Only the first 5 lines of data stored in the variable df by the head function are displayed.

You can see that the data consists of two variables, x and y.

⑷ Calculate basic statistics

df.describe()

The pandas describe function gets a list of basic statistics.

Now, with the term ** statistics **, we call the aggregated value of the data that way. By looking at the statistics, you can see the characteristics of the sample.

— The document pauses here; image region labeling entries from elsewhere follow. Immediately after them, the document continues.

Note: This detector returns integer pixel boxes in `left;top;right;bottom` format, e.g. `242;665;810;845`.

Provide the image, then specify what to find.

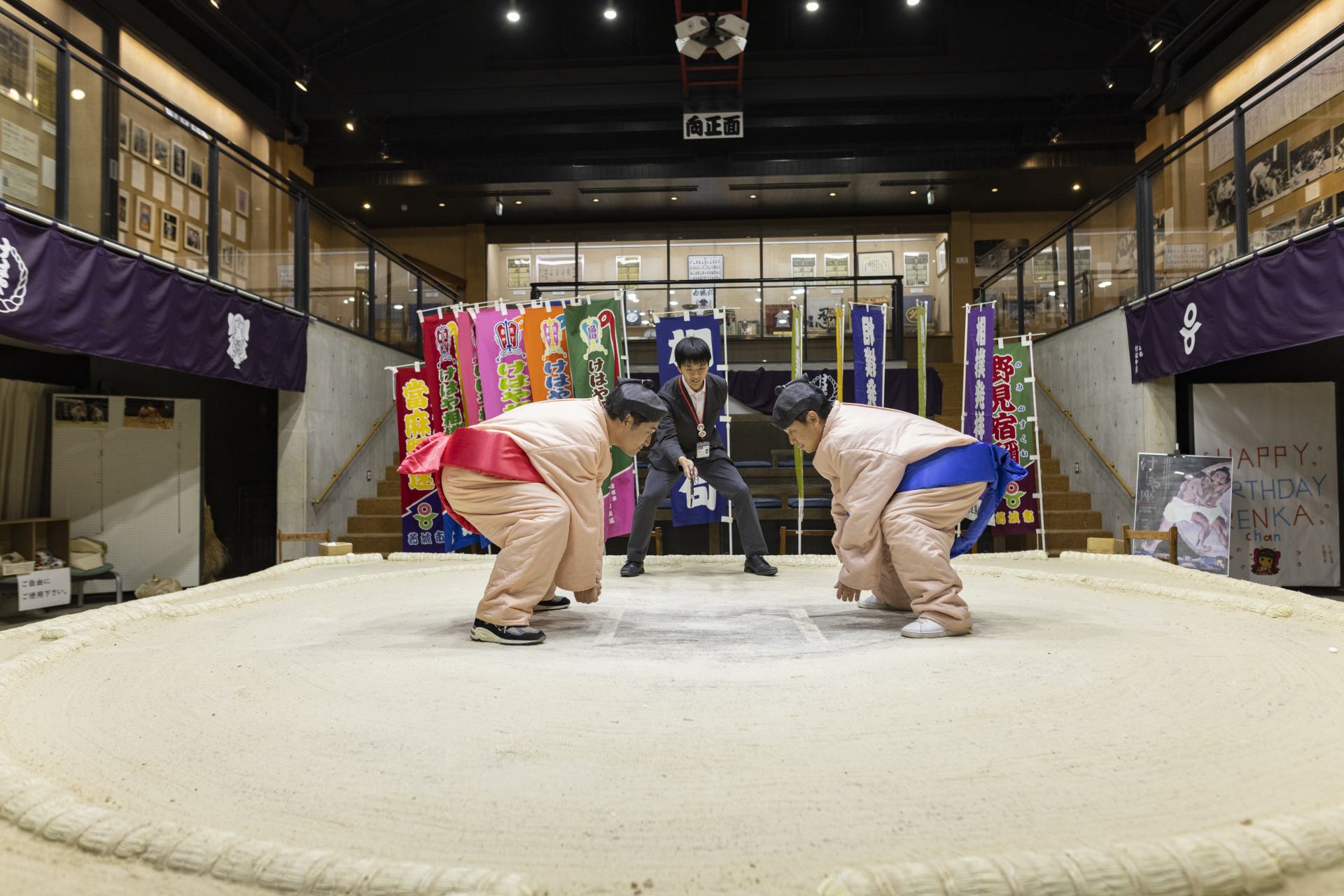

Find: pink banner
602;465;634;539
476;309;532;419
451;312;484;426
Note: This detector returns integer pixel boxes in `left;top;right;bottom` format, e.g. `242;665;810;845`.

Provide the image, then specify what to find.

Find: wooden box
0;517;70;561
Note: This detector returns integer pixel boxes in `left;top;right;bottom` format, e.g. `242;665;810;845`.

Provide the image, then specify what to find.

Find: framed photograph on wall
900;253;929;289
172;140;188;181
149;134;172;171
159;208;180;248
136;196;159;239
130;122;149;161
859;248;897;276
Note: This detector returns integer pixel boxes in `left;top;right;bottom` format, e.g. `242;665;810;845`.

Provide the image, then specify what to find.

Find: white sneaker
900;617;965;638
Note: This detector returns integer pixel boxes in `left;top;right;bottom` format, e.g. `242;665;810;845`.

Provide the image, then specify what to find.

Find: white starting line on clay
593;610;625;643
789;607;827;643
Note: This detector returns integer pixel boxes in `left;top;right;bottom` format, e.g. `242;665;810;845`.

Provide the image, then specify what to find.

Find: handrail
976;18;1344;289
312;402;396;509
1036;373;1134;498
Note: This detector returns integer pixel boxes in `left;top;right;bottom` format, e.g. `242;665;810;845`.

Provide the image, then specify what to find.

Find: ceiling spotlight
676;13;750;59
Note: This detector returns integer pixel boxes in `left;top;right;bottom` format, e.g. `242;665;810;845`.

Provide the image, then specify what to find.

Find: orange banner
523;307;574;402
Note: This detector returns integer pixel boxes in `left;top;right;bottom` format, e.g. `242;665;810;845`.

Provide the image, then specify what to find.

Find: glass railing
0;7;458;355
977;25;1344;335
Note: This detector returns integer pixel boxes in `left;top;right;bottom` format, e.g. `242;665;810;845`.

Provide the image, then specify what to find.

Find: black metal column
1233;108;1252;257
206;141;219;279
54;41;70;220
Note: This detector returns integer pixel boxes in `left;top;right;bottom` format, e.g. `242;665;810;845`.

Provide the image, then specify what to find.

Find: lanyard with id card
678;377;710;461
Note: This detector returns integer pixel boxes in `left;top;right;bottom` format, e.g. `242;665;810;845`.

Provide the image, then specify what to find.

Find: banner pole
1023;335;1049;551
902;305;929;416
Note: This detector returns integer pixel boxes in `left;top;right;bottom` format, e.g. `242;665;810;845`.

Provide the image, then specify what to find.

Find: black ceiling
95;0;1303;227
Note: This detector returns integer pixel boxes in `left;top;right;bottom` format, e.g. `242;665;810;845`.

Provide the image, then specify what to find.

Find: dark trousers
625;458;766;563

Let's check the eight statistics shown as basic statistics and the meaning of each term.

	Statistics	Fluent x	Fluent y	Meaning of terms
count	Number of specimens	6	6	n=Contains 6 or 6 lines of data in total
mean	Average value	14.33	3.33	Used as a so-called representative value (value representing a sample)
std	standard deviation	16.01	1.51	Abbreviation for standard deviation, one of the statistics that shows how much the data varies.
min	minimum value	1.00	2.00	The smallest value in the variate
25%	1st quartile	2.75	2.25	When the data is sorted in ascending order, the number of data is counted from the smallest to the first quarter.
50%	Second quartile	7.50	3.00	When the data is sorted in ascending order, the value corresponding to the second quarter of the number of data counted from the smallest
75%	Third quartile	23.50	3.75	When the data is sorted in ascending order, the number of data is the third quarter from the smallest.
max	Maximum value	40.00	6.00	The largest value in that variate

⑸ Calculate basic statistics individually

First, let's calculate the average.

df.describe().loc['mean']

Next, calculate the standard deviation and the first quartile by specifying the statistic in loc ['xxx'].

df.describe().loc['std']

df.describe().loc['25%']

So far, we've used Pandas to look at basic statistics. Next, let's try to calculate various statistics using Numpy, and consider the basic calculation method and characteristics of the statistics.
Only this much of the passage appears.